Thursday, June 18, 2026

Good Thursday, NOLA. June 18th brings hardware ambitions, a major talent move, and a reminder that local AI can be a different tool than frontier models. The big story: Midjourney just shipped medical ultrasound scans—their first hardware play and a wild pivot from image generation. Meanwhile, Noam Shazeer is joining OpenAI, and a thoughtful breakdown explains why local AI isn't a worse Opus—it's a different tool.

Big Moves & Products

Midjourney Medical: From Cat Pictures to Full-Body Ultrasound Scans

Midjourney CEO David Holz just announced their second product and first hardware device: a medical ultrasound scanner that works like stepping on a scale. The bootstrapped lab is pivoting hard into healthcare and even teased building a San Francisco spa. This is a genuinely interesting swing—from generative art to diagnostic imaging—and raises questions about whether frontier labs need to own the full stack to compete. The Verge has more context.
Midjourney / The Verge

Noam Shazeer Joins OpenAI as Gemini Co-Lead Departs Google

One of Google's top AI researchers and co-leads on Gemini is heading to OpenAI. This is a high-profile talent move that signals continued competition for top engineering talent between frontier labs. Shazeer has been instrumental in Google's model development and was previously instrumental in early transformer work.
Reuters

DeepSeek Introduces Vision Capabilities

DeepSeek just rolled out vision, adding image understanding to their chat interface. For builders evaluating alternatives to Claude or GPT, this expands what you can actually do with the platform. Combined with their cost advantage, it's worth a quick test if you're running image tasks.
DeepSeek / Hacker News

Tools & What You Can Build

Local Qwen Isn't a Worse Opus—It's a Different Tool

A clarifying read on why running large open-source models locally (like Qwen) isn't just a cost-cutting measure—it's a fundamentally different architecture choice. Local means offline, means no latency spikes, means data stays on your hardware. The comparison to frontier cloud models misses the point. Worth reading if you're deciding between cloud and local for your stack.
Hacker News

Launch HN: Adam (YC W25) – Open-Source AI CAD

A Y Combinator startup just open-sourced an AI-native CAD tool. If you're building anything in hardware design, parametric modeling, or spatial design, this is worth kicking the tires on. Early-stage but the architecture looks thoughtful.
Hacker News

Agentic Coding Deserves More Than a Chat Box

A developer just shipped Polypore, a tool rethinking how AI should integrate into the coding workflow. The core insight: bolting chat onto VS Code isn't enough. Worth checking out if you're frustrated with how current AI coding assistants feel.
Hacker News

TREX: An AI Code Reviewer That Runs Your Code

A new code review tool that actually executes tests, giving AI the context of what your code does in practice. Beats static analysis for catching real bugs. Still early but a useful addition to the review pipeline.
Hacker News

Engineering & Practice

AI Demands More Engineering Discipline. Not Less.

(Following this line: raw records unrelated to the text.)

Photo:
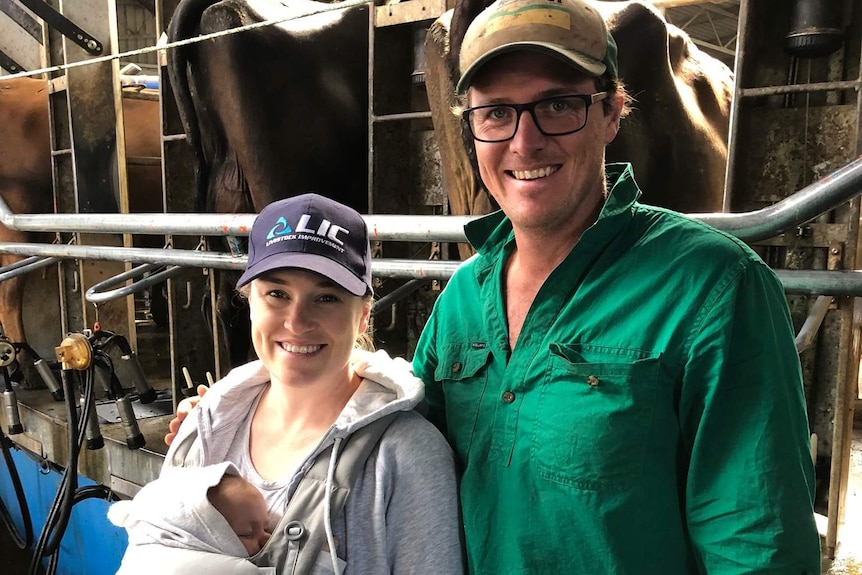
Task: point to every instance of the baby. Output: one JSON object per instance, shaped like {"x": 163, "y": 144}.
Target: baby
{"x": 206, "y": 518}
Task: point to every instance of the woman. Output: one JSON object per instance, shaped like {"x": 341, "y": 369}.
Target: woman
{"x": 315, "y": 419}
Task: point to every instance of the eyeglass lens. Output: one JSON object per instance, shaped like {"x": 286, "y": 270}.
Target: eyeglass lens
{"x": 554, "y": 116}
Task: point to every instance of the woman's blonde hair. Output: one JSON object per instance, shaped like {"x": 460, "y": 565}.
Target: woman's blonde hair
{"x": 364, "y": 340}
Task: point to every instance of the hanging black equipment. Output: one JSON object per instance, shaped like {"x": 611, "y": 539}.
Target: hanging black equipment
{"x": 815, "y": 28}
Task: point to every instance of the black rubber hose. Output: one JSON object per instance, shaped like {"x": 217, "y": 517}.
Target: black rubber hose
{"x": 27, "y": 540}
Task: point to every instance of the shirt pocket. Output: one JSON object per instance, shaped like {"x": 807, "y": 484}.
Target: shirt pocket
{"x": 462, "y": 370}
{"x": 594, "y": 415}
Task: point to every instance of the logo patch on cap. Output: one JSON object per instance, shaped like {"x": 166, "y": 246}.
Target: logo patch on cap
{"x": 326, "y": 233}
{"x": 279, "y": 229}
{"x": 548, "y": 15}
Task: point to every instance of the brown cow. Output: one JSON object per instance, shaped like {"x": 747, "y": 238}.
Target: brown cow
{"x": 25, "y": 172}
{"x": 676, "y": 135}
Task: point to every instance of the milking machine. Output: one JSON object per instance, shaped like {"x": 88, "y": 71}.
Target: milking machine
{"x": 86, "y": 367}
{"x": 8, "y": 366}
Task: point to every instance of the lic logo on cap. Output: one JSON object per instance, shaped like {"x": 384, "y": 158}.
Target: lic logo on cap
{"x": 326, "y": 229}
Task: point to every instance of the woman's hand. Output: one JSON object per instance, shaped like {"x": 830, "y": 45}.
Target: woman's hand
{"x": 183, "y": 409}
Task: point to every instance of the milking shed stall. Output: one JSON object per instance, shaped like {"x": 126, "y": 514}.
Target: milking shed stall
{"x": 117, "y": 291}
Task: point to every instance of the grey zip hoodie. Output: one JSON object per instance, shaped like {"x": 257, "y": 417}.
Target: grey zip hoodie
{"x": 401, "y": 516}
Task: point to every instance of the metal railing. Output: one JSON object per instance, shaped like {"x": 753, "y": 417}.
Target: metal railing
{"x": 830, "y": 192}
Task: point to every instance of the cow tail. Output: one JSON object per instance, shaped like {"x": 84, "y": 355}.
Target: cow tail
{"x": 184, "y": 24}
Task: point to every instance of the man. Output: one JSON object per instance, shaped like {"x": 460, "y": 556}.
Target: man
{"x": 619, "y": 383}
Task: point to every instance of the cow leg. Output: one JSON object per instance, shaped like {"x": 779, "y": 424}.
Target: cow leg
{"x": 11, "y": 299}
{"x": 233, "y": 312}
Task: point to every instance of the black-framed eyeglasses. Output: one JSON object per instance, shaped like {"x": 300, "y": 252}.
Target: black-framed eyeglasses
{"x": 554, "y": 116}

A sharp take on why AI systems need stricter engineering standards, not looser ones. The argument: AI's non-deterministic nature makes traditional DevOps and testing discipline even more critical, not less. Essential read for anyone shipping AI into production.
Hacker News

The Founder's Playbook: Building an AI-Native Startup

Anthropic put out a practical guide for founders building AI-native companies. Covers hiring, product decisions, and how to think about AI as a core technology versus a feature bolted on. We covered this briefly yesterday—it's worth a full read if you're early in a startup.
Anthropic

Multiple JetBrains IDE Plugins Caught Stealing AI Keys

Security researchers found several IDE plugins exfiltrating API keys to external servers. If you use JetBrains tools and have AI API keys configured, audit your plugins. A good reminder to be paranoid about what has access to your credentials.
Hacker News

Research & Interesting Reads

Using AI to Improve a Challenging Reaction in Medicinal Chemistry

OpenAI published a case study of Claude helping chemists optimize a notoriously difficult synthesis. Concrete example of AI working on domain problems where human experts still call the shots. Worth reading if you care about how AI actually integrates into specialized fields.
Hacker News

A Robot Is Sprinting Towards You. Do You Want It Running on Claude or Grok?

A fun competitive test of Claude vs Grok agents in a simulated robot escape scenario. Not rigorous science, but genuinely interesting to see how different models handle real-time decision-making under pressure. The insights about model behavior are sharp.